Stephen Greenberg | Other Voices

There are plenty of good reasons to vote No on Measure W (the “Historic Neighborhoods District (HND) Initiative”). Like these:

Vote No — to Choose Historical Reality.

Example: Our 48-year-old house is just outside W’s new “Historic” District, while a 2011 house around the corner would be inside it.

Vote No — to Preserve Homeowners’ New Rights.

California’s SB 9 law makes it easier for some homeowners to take certain actions like lot splits, under conditions such as minimum size and owner-occupancy. W would snatch that away.

Vote No — to Work With, Not Against, an Affordability Effort.

SB 9 could pave the way for a limited number of smaller homes where that’s even feasible; and smaller is cheaper.

Vote No — to Respect the City’s Eclectic Character.

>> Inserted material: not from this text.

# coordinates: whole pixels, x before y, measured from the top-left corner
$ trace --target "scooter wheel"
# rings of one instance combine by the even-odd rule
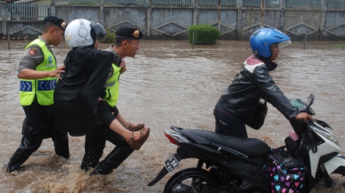
[[[217,187],[217,182],[208,171],[188,168],[172,175],[168,181],[164,192],[204,192]]]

Nine months into the SB 9 era, it’s had no effect here; why do we need a new law to protect the City’s “character”?

Vote No — to Reject Unnecessary Complexity.

W would create a new, extremely complex ordinance. Nobody should vote Yes without first reading, understanding, and approving the whole 23-page package.

But There’s a Bigger Problem

As an attorney and longtime Nevada City resident, I have a much deeper concern about W.

California takes SB 9 seriously enough that the Attorney General monitors local compliance. For instance, Pasadena has already voided one ordinance in favor of another, after collaborating with the state.

Why does that matter to us? Because the AG has signaled — in writing — that Measure W is out of compliance with SB 9. Our City Attorney specifically asked for the AG’s position on the initiative. And in response, the AG’s office forwarded the “Notice of Violations” letter they’d sent to Pasadena.

Not surprisingly, then, the City Attorney has raised doubts that Measure W is valid — saying it’s “unclear” if the measure would be compliant with SB9.

Our Future, Foretold?

If voters green-light Measure W, it’s very likely the AG will take us to task. And to court.

True, Pasadena wasn’t sued — but that’s because the city worked with the state and adopted a new ordinance after correcting the problems in the old one. Here’s the problem, though: Nevada City won’t have that option. Measure W makes sure there’s no room for compromise. If it passes, it can be “amended or repealed only by a vote of the people” — which means the City’s hands are fully tied. (According to W, the City Council’s only power would be to expand the already absurd HND.)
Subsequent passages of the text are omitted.